I try to read data from several text files in my google drive to google colab notebook by this following python code.
import os
import glob
# Load the Drive helper and mount
from google.colab import drive
# This will prompt for authorization.
drive.mount('/content/drive')
os.chdir("/content/drive/MyDrive/AMI_2000_customers")
extension = 'txt'
all_filenames = pd.Series([i for i in glob.glob('*.{}'.format(extension))])
searchfor = ['2020', '2021']
result = list(all_filenames[all_filenames.str.contains('|'.join(searchfor))])
After that, I try to combine them together by running the code below. Each raw data file contains my monthly customers data. Thus, time series data continuously is concerned for doing data preparation in the next step.
data = pd.concat([pd.read_csv(f , sep='\t',header=None) for f in result])
My raw data files which meet a "searchfor" condition are around 24 files or around 11.7 GB and look like this in google drive directory.
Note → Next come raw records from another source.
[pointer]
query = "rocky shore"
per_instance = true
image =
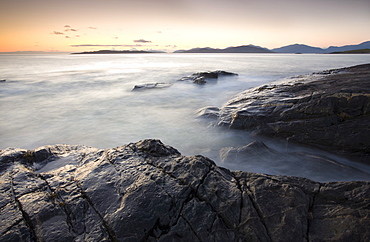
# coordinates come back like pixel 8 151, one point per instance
pixel 148 191
pixel 329 110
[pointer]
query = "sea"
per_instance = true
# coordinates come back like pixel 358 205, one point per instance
pixel 59 98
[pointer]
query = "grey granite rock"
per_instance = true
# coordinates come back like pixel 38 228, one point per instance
pixel 148 191
pixel 152 85
pixel 329 110
pixel 202 77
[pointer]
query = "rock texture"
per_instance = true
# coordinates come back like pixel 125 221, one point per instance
pixel 147 191
pixel 330 110
pixel 145 86
pixel 202 77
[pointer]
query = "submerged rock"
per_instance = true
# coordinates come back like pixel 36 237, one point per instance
pixel 153 85
pixel 317 166
pixel 202 77
pixel 208 112
pixel 148 191
pixel 329 110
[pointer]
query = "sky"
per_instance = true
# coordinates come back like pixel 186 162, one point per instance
pixel 168 25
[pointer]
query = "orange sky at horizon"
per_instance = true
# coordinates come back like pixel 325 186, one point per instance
pixel 168 25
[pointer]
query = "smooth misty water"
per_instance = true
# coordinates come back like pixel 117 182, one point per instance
pixel 87 99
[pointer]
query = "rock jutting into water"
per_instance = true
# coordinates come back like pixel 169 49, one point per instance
pixel 148 191
pixel 201 77
pixel 329 110
pixel 153 85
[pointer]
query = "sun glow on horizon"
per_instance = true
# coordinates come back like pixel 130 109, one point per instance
pixel 179 24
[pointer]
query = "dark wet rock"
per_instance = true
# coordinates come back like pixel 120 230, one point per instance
pixel 317 166
pixel 330 110
pixel 148 191
pixel 153 85
pixel 208 112
pixel 202 77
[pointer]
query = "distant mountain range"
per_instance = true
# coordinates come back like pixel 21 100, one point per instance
pixel 116 52
pixel 236 49
pixel 295 48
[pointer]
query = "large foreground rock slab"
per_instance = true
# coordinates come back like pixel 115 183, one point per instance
pixel 148 191
pixel 329 110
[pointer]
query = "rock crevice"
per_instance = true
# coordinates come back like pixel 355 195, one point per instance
pixel 148 191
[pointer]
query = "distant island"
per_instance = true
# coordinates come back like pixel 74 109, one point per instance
pixel 294 48
pixel 236 49
pixel 117 52
pixel 360 51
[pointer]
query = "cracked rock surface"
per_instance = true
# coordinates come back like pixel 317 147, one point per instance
pixel 329 110
pixel 148 191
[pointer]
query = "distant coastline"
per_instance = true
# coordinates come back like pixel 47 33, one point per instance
pixel 117 52
pixel 360 51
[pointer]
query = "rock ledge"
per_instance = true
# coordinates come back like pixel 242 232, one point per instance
pixel 148 191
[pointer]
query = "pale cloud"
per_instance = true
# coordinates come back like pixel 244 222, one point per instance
pixel 142 41
pixel 102 45
pixel 57 33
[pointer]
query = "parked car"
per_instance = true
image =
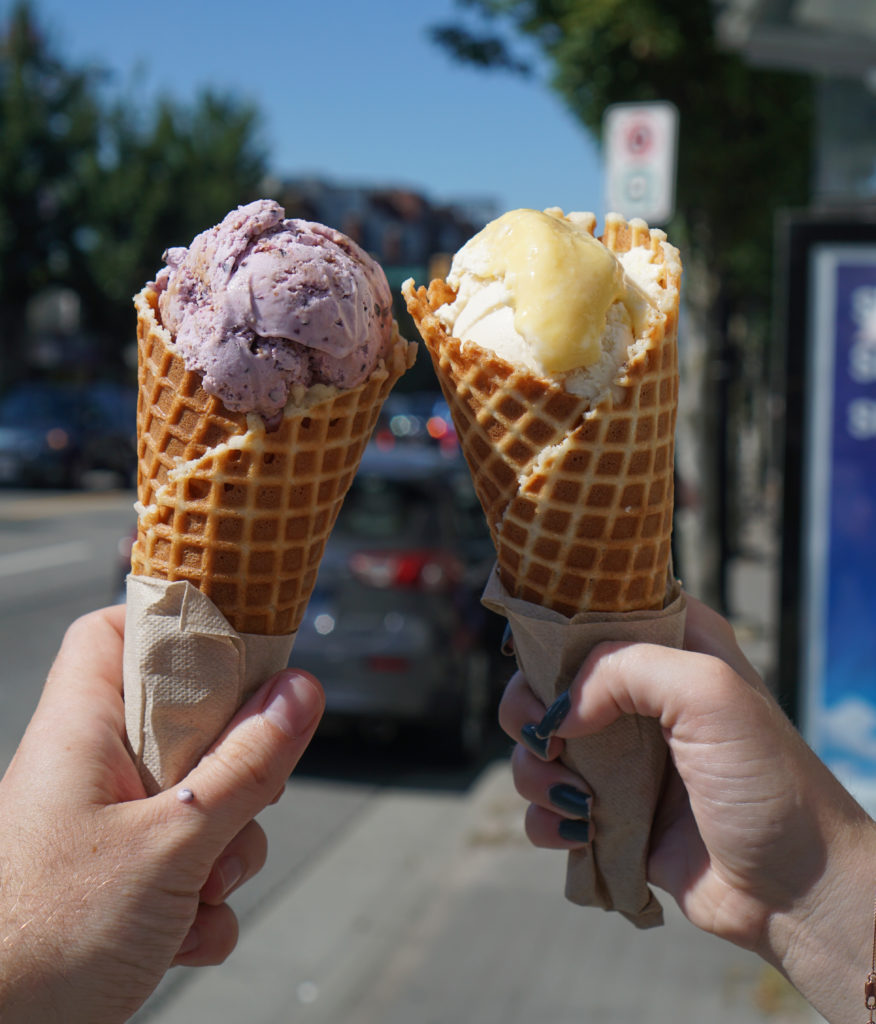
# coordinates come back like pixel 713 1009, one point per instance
pixel 55 433
pixel 394 629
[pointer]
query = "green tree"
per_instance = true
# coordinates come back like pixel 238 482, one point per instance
pixel 744 152
pixel 93 187
pixel 49 126
pixel 165 174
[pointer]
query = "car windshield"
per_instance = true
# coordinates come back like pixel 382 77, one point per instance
pixel 377 509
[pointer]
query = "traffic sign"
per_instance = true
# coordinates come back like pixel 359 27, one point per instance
pixel 640 142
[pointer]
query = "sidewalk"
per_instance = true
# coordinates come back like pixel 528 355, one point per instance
pixel 432 908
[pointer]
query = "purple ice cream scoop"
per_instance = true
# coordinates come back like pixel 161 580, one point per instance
pixel 259 304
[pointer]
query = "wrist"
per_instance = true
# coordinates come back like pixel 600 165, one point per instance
pixel 824 941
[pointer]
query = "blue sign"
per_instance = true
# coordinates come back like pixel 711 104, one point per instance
pixel 839 517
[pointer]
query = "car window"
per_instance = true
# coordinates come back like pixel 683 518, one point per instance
pixel 36 407
pixel 377 509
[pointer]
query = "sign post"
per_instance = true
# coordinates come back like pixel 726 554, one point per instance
pixel 640 144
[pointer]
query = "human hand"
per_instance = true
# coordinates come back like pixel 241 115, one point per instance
pixel 101 890
pixel 753 836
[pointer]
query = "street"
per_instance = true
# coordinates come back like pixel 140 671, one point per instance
pixel 58 559
pixel 398 889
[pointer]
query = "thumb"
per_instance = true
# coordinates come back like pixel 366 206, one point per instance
pixel 252 760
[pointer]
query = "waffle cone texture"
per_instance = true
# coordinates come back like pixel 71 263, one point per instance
pixel 578 494
pixel 242 513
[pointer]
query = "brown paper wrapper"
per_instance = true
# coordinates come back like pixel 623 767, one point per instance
pixel 186 673
pixel 624 765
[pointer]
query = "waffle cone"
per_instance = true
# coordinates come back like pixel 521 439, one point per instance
pixel 578 495
pixel 240 512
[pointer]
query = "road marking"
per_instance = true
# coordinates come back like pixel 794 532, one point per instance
pixel 45 558
pixel 23 506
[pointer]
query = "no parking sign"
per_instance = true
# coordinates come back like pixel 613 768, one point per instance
pixel 640 143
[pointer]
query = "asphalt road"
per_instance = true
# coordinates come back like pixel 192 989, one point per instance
pixel 58 559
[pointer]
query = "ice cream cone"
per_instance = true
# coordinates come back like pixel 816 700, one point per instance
pixel 578 496
pixel 242 513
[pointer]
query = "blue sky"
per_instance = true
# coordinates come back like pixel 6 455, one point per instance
pixel 349 90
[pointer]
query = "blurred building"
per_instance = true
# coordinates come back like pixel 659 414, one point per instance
pixel 401 227
pixel 835 41
pixel 408 233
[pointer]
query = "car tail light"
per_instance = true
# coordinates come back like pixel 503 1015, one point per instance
pixel 387 664
pixel 414 569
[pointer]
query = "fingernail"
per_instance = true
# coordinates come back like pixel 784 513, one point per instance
pixel 571 800
pixel 507 645
pixel 554 715
pixel 534 742
pixel 293 704
pixel 191 942
pixel 231 871
pixel 575 830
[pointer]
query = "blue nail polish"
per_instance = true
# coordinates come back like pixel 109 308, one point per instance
pixel 534 742
pixel 554 715
pixel 507 645
pixel 574 829
pixel 571 800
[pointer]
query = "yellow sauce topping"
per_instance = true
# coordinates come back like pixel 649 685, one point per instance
pixel 561 282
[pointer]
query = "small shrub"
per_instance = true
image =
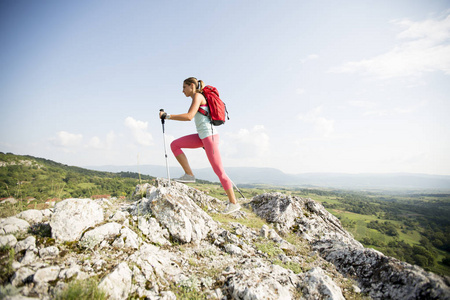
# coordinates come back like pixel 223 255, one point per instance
pixel 295 267
pixel 270 248
pixel 8 290
pixel 41 230
pixel 6 259
pixel 82 290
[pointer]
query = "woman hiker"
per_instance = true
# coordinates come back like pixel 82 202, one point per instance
pixel 203 138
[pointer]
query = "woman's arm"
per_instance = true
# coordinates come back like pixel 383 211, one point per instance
pixel 198 98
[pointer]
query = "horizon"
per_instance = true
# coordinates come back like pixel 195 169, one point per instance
pixel 311 87
pixel 274 168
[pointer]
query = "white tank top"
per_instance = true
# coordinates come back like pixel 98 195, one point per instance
pixel 203 124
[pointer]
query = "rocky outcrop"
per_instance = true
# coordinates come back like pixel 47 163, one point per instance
pixel 73 216
pixel 380 276
pixel 169 241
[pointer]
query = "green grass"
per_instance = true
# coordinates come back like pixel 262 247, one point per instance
pixel 82 290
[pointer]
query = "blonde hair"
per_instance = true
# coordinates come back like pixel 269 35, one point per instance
pixel 199 84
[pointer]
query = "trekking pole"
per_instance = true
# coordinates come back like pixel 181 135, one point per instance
pixel 238 189
pixel 165 151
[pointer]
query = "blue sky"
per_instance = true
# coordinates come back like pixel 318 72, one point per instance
pixel 311 86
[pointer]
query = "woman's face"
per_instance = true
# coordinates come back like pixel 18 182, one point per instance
pixel 188 89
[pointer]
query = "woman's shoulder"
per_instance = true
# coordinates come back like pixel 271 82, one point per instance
pixel 200 98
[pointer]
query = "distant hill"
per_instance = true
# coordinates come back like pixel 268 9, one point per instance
pixel 28 177
pixel 271 176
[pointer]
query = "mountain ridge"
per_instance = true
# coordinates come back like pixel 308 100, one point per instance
pixel 273 176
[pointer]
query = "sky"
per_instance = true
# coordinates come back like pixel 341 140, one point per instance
pixel 310 86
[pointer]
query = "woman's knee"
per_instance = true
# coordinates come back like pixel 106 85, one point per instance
pixel 175 147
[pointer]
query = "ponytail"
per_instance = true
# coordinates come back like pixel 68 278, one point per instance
pixel 199 84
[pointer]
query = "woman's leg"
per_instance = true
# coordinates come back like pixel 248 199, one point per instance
pixel 190 141
pixel 211 145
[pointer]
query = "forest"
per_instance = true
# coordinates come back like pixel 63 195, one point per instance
pixel 28 178
pixel 411 227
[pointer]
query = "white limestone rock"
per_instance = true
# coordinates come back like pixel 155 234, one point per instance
pixel 182 217
pixel 73 216
pixel 8 240
pixel 49 252
pixel 28 243
pixel 256 279
pixel 117 284
pixel 46 274
pixel 317 285
pixel 93 237
pixel 31 216
pixel 13 225
pixel 153 231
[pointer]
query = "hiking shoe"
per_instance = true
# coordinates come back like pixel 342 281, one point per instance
pixel 231 207
pixel 186 178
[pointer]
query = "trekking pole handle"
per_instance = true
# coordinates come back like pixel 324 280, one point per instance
pixel 163 119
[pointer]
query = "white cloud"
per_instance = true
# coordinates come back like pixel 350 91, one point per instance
pixel 423 47
pixel 66 139
pixel 373 109
pixel 249 144
pixel 139 131
pixel 96 143
pixel 323 127
pixel 309 57
pixel 300 91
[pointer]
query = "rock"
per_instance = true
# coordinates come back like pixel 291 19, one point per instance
pixel 46 274
pixel 151 229
pixel 382 276
pixel 8 240
pixel 12 225
pixel 49 252
pixel 264 231
pixel 233 249
pixel 119 216
pixel 257 280
pixel 70 272
pixel 9 200
pixel 303 216
pixel 117 284
pixel 182 217
pixel 22 276
pixel 28 258
pixel 28 243
pixel 46 213
pixel 108 231
pixel 141 190
pixel 318 285
pixel 128 239
pixel 73 216
pixel 31 216
pixel 156 265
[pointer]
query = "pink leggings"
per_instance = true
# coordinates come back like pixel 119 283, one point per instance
pixel 211 147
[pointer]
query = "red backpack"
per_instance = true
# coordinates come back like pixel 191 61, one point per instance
pixel 217 108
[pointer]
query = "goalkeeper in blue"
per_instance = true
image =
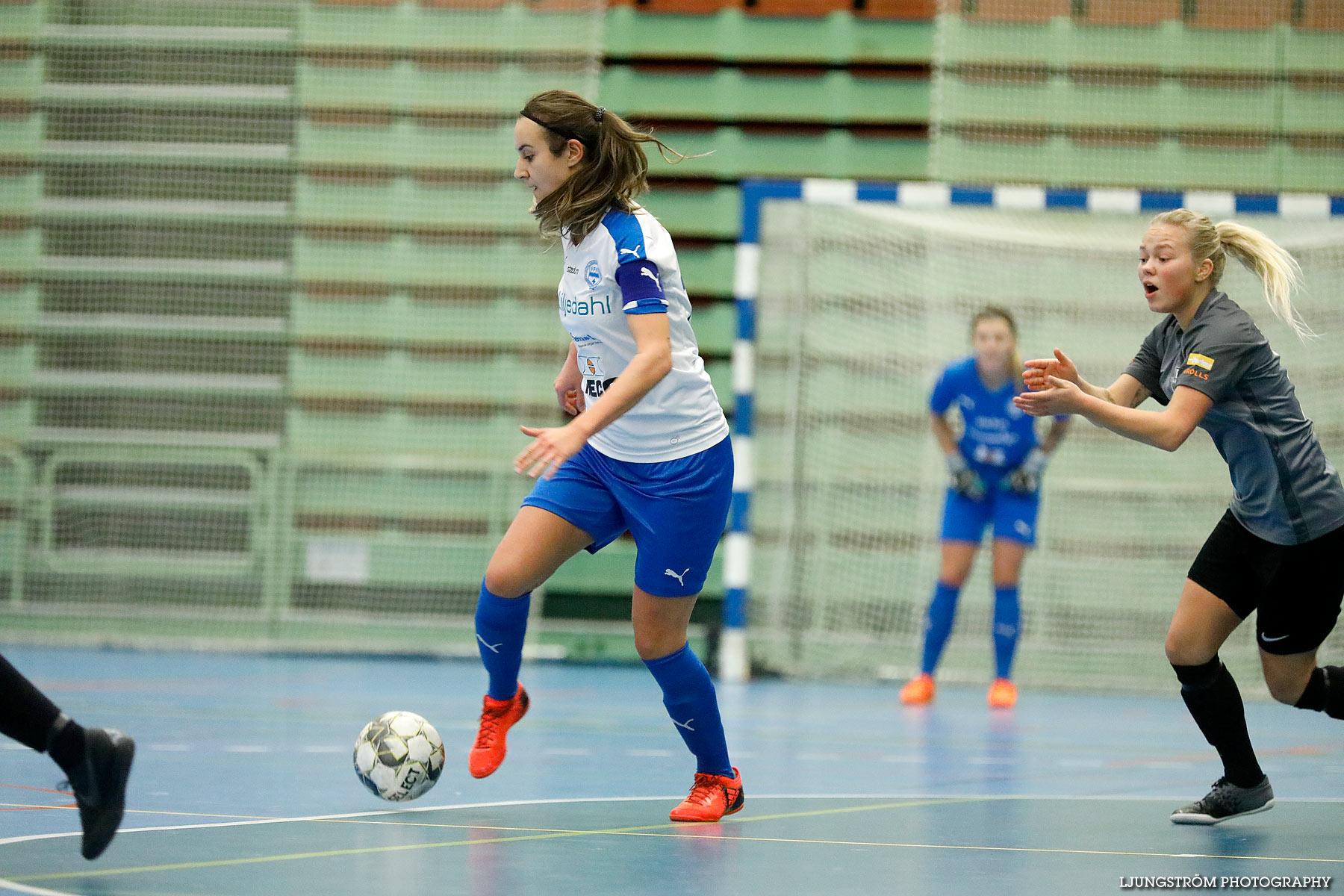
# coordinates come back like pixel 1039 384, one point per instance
pixel 995 470
pixel 645 450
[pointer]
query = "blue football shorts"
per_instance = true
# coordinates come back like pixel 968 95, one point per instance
pixel 1012 514
pixel 675 509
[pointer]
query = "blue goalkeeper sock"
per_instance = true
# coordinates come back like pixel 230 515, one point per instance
pixel 942 610
pixel 690 699
pixel 500 625
pixel 1007 623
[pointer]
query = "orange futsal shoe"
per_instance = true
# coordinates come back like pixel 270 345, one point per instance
pixel 497 716
pixel 712 798
pixel 1003 695
pixel 918 691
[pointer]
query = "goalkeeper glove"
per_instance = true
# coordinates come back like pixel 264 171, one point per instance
pixel 1024 479
pixel 964 480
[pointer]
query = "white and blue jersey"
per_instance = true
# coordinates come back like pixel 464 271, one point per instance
pixel 998 435
pixel 663 470
pixel 628 267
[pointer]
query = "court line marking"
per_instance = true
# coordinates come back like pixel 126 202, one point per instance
pixel 640 830
pixel 403 810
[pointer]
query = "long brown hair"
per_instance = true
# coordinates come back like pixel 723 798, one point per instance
pixel 613 171
pixel 996 314
pixel 1270 262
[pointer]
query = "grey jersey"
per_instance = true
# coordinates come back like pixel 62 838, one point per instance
pixel 1285 491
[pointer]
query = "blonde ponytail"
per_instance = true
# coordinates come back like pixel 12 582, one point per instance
pixel 1276 269
pixel 1270 262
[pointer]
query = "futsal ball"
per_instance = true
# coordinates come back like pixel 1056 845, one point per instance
pixel 398 755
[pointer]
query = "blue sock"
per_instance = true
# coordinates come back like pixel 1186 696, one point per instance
pixel 942 610
pixel 688 695
pixel 500 625
pixel 1007 622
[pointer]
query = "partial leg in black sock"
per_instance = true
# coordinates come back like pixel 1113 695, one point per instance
pixel 1324 692
pixel 1213 699
pixel 30 718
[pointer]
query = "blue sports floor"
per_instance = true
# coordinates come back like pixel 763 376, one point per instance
pixel 243 785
I face a high RAM consumption problem (almost reach to a maximum limit of available RAM) when I execute the above program and I do not have an adequate available RAM to do other next process in google colab (I subscribed a google colab pro and able to access to used Python 3 Google Compute Engine backend both GPU and TPU which provide a memory space up to 35 GB)
Do we have an appropriate way to complete my task with reasonable RAM usage and computation time consumption to avoid an available RAM problem?.